O índice de dependência dos idosos (relação entre o número de idosos e a população ativa) também cresce progressivamente a partir de 1960. O índice de longevidade (relação entre a população de mais de 75 anos e a população de mais de 65 anos) também aumenta. Esta evolução confirma que há mais portugueses a viver mais anos, aumentando o número dos que têm mais de 75 anos.

O índice de dependência total (relação entre o somatório da população jovem com a população idosa e a população ativa) não aumenta. O índice de dependência dos jovens (relação entre o número de jovens com menos de 15 anos e a população ativa) também não aumenta. Isto significa que o número de jovens tem crescido menos do que o crescimento verificado na população ativa, nas últimas décadas. Nesta evolução tem certamente muito peso o fluxo imigratório que vem engrossar a população ativa e cuja análise não iremos aprofundar agora.

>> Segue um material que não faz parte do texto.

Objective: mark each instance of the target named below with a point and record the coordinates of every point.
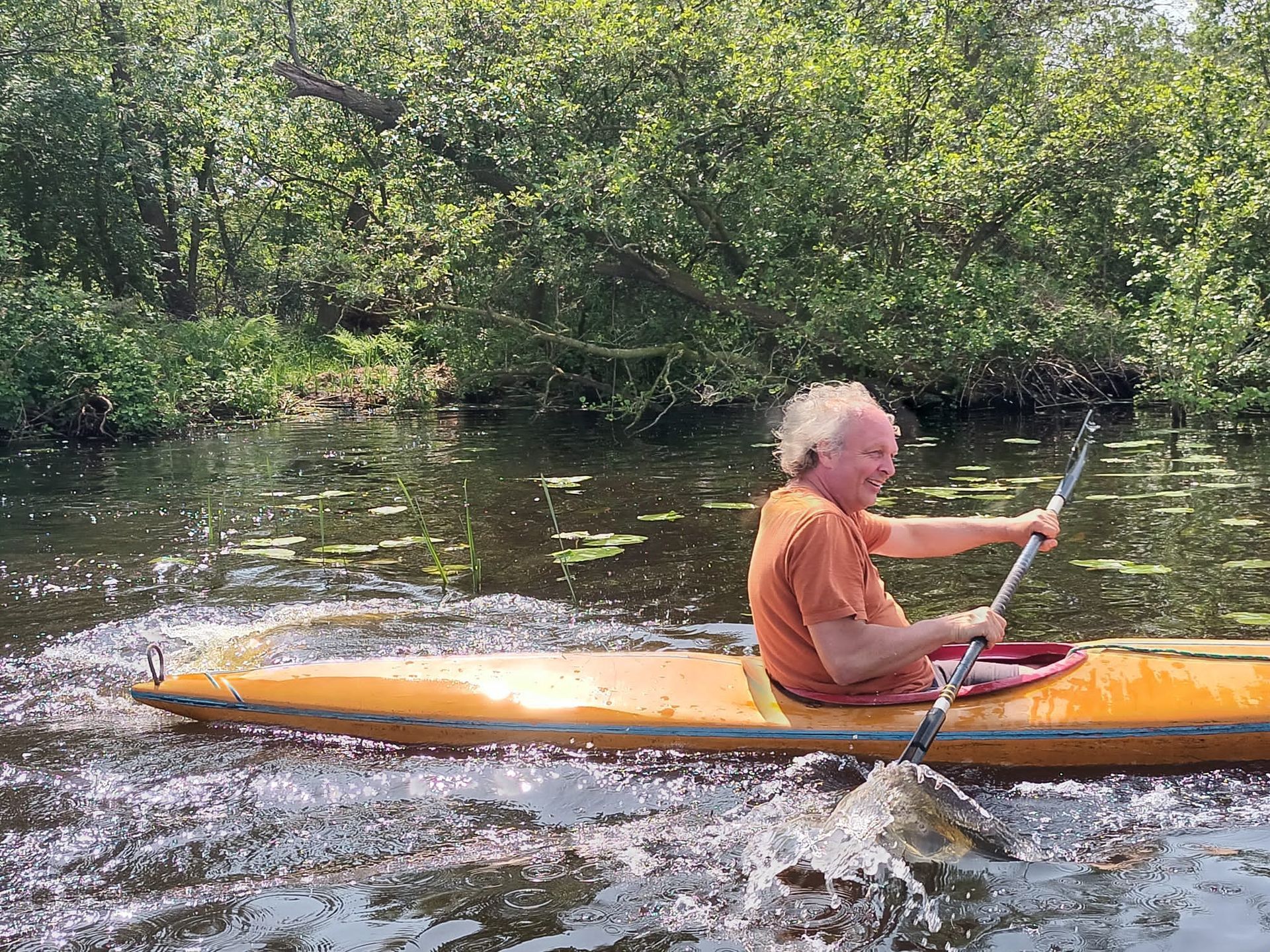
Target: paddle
(934, 720)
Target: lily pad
(407, 541)
(615, 539)
(587, 555)
(282, 542)
(1249, 617)
(284, 554)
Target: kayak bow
(1160, 701)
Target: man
(825, 619)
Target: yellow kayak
(1118, 702)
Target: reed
(321, 528)
(214, 535)
(427, 535)
(568, 578)
(473, 559)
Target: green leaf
(615, 539)
(1099, 564)
(275, 542)
(1249, 617)
(407, 541)
(450, 569)
(1138, 569)
(560, 481)
(284, 554)
(587, 555)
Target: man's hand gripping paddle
(934, 720)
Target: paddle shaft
(934, 720)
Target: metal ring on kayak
(159, 673)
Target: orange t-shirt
(812, 564)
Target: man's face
(857, 473)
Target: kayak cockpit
(1038, 659)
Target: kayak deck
(1128, 702)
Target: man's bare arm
(853, 651)
(929, 537)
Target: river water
(125, 828)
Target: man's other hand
(977, 623)
(1021, 528)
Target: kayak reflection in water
(822, 615)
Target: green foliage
(634, 206)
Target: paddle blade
(921, 815)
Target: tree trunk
(150, 202)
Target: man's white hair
(817, 416)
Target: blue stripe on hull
(1198, 730)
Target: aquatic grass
(558, 556)
(427, 535)
(474, 563)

Todos os dados analisados indicam que a tendência para o envelhecimento populacional é uma realidade que está presente na sociedade portuguesa tal como acontece na generalidade dos países europeus.

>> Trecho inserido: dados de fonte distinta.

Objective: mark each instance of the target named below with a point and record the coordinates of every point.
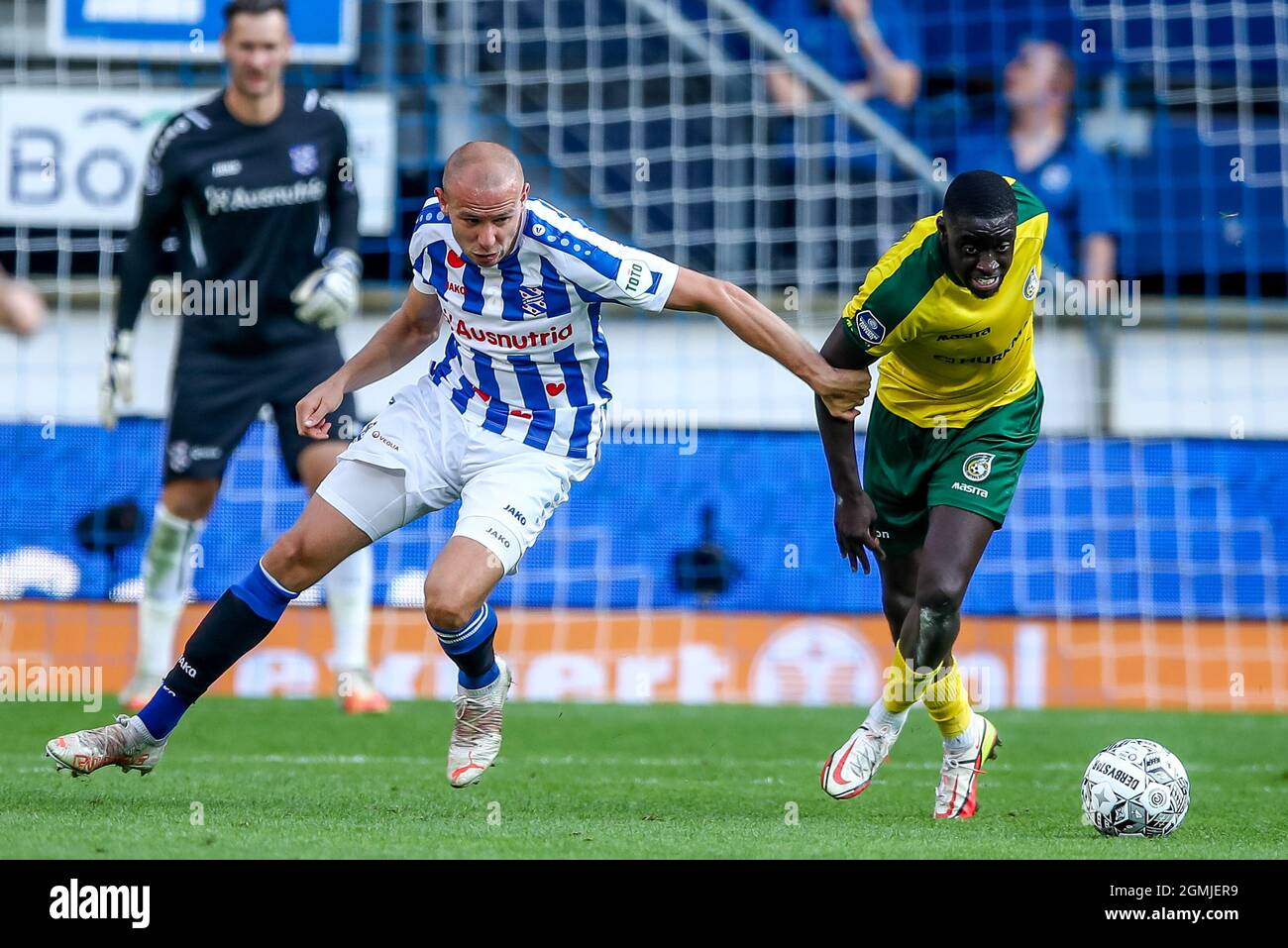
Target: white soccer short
(420, 455)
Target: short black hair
(979, 196)
(235, 7)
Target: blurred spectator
(22, 311)
(1044, 150)
(871, 48)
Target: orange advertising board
(703, 657)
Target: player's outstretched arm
(841, 389)
(407, 334)
(854, 510)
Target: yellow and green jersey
(952, 356)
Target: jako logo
(130, 901)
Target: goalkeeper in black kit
(257, 183)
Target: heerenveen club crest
(533, 300)
(304, 158)
(978, 467)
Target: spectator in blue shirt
(870, 47)
(1044, 150)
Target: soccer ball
(1134, 789)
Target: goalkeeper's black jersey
(259, 205)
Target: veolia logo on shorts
(978, 467)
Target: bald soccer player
(505, 423)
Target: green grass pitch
(296, 779)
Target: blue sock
(233, 626)
(162, 712)
(471, 647)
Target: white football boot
(954, 798)
(850, 768)
(477, 734)
(125, 743)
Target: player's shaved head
(482, 166)
(483, 193)
(979, 196)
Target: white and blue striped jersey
(527, 356)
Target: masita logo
(76, 900)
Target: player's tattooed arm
(407, 334)
(840, 389)
(854, 514)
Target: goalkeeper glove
(117, 377)
(329, 296)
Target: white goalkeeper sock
(348, 599)
(166, 578)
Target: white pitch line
(696, 762)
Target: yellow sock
(903, 685)
(947, 702)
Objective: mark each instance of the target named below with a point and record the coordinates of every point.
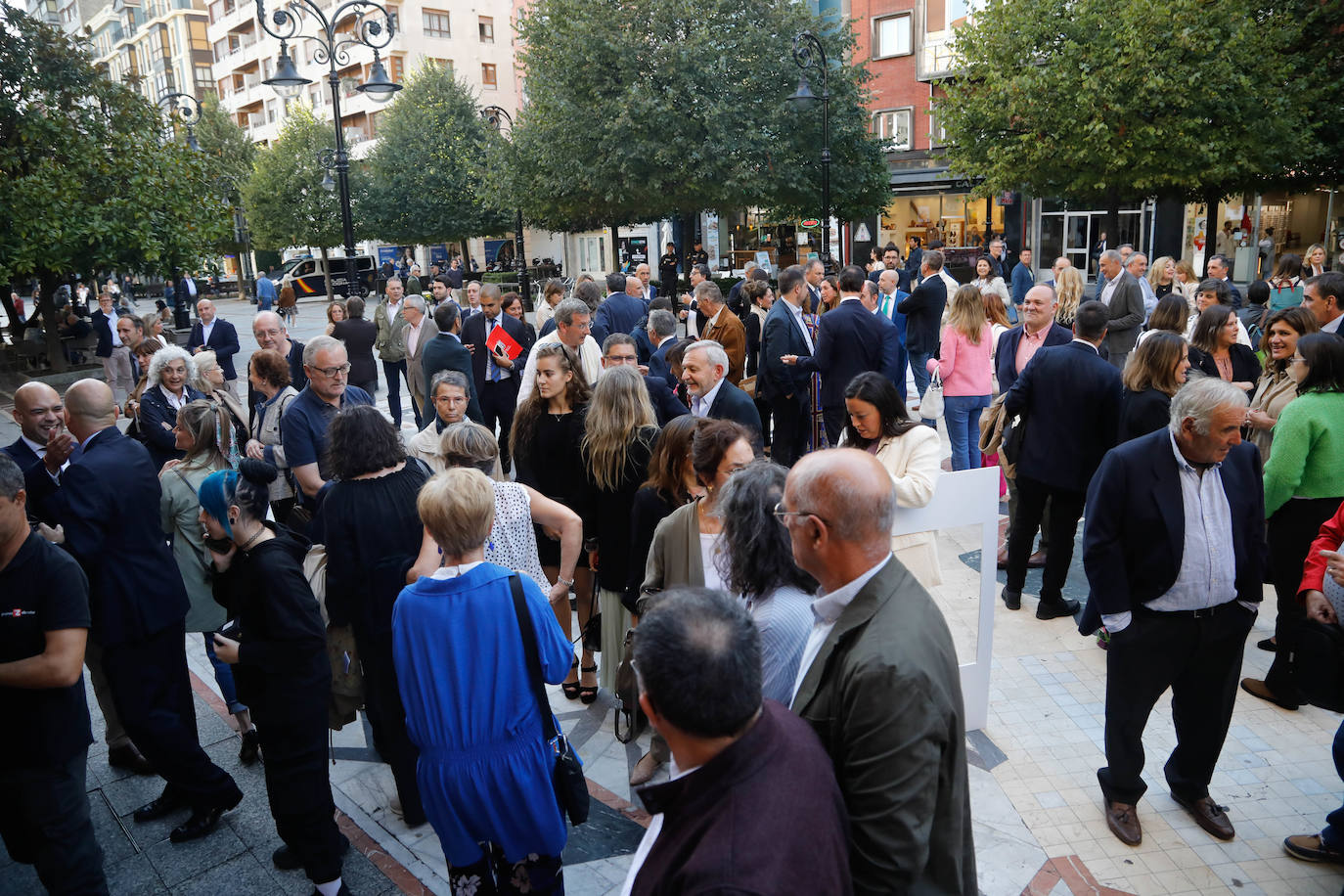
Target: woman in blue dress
(484, 766)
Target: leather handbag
(567, 774)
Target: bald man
(139, 607)
(879, 683)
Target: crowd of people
(567, 481)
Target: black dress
(373, 535)
(554, 467)
(284, 676)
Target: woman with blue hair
(277, 645)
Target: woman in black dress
(373, 533)
(546, 443)
(279, 655)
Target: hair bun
(257, 471)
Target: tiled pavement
(1037, 808)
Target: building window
(891, 36)
(435, 24)
(894, 128)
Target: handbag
(567, 774)
(930, 403)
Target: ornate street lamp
(370, 25)
(809, 55)
(496, 118)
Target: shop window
(894, 126)
(891, 36)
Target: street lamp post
(809, 54)
(496, 118)
(367, 29)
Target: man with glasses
(306, 418)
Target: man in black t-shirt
(43, 626)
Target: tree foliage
(637, 112)
(1097, 100)
(425, 176)
(86, 182)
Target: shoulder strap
(534, 662)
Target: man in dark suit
(876, 640)
(786, 387)
(1175, 555)
(923, 317)
(847, 344)
(218, 336)
(1124, 301)
(445, 352)
(1070, 403)
(100, 501)
(703, 370)
(495, 375)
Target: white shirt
(827, 607)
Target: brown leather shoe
(1122, 820)
(1210, 816)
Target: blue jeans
(963, 416)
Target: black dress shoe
(167, 802)
(1055, 608)
(129, 759)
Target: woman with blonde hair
(966, 374)
(1069, 291)
(618, 438)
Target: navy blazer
(923, 315)
(781, 336)
(733, 403)
(223, 342)
(107, 506)
(1070, 399)
(1006, 356)
(1135, 533)
(848, 342)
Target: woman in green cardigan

Assim, embora o processo de envelhecimento demográfico tenha adquirido uma dimensão mundial, manifesta-se de modo particularmente notório na Europa (região que, aliás, também é conhecida pelo «continente grisalho»), apresentando este processo um ritmo marcadamente acelerado em Portugal, condicionado pela rapidez com que baixaram os níveis de mortalidade e de fecundidade (Rosa, 2012, p. 27).

Nas argumentações mais difundidas, vigora a ideia de que o envelhecimento populacional é nefasto para a sociedade. Esta visão negativa assenta, resumidamente, em três argumentos: não se renovam as gerações e a população estagna; a produtividade diminui e os mais velhos retiram as possibilidades de trabalho aos mais novos e existe o risco da sustentabilidade financeira da Segurança Social. Não partilhamos esta visão negativista e tentaremos demonstrar que alguns destes argumentos não são, necessariamente, nefastos para a organização social, se as medidas de política social e educativa forem devidamente tomadas.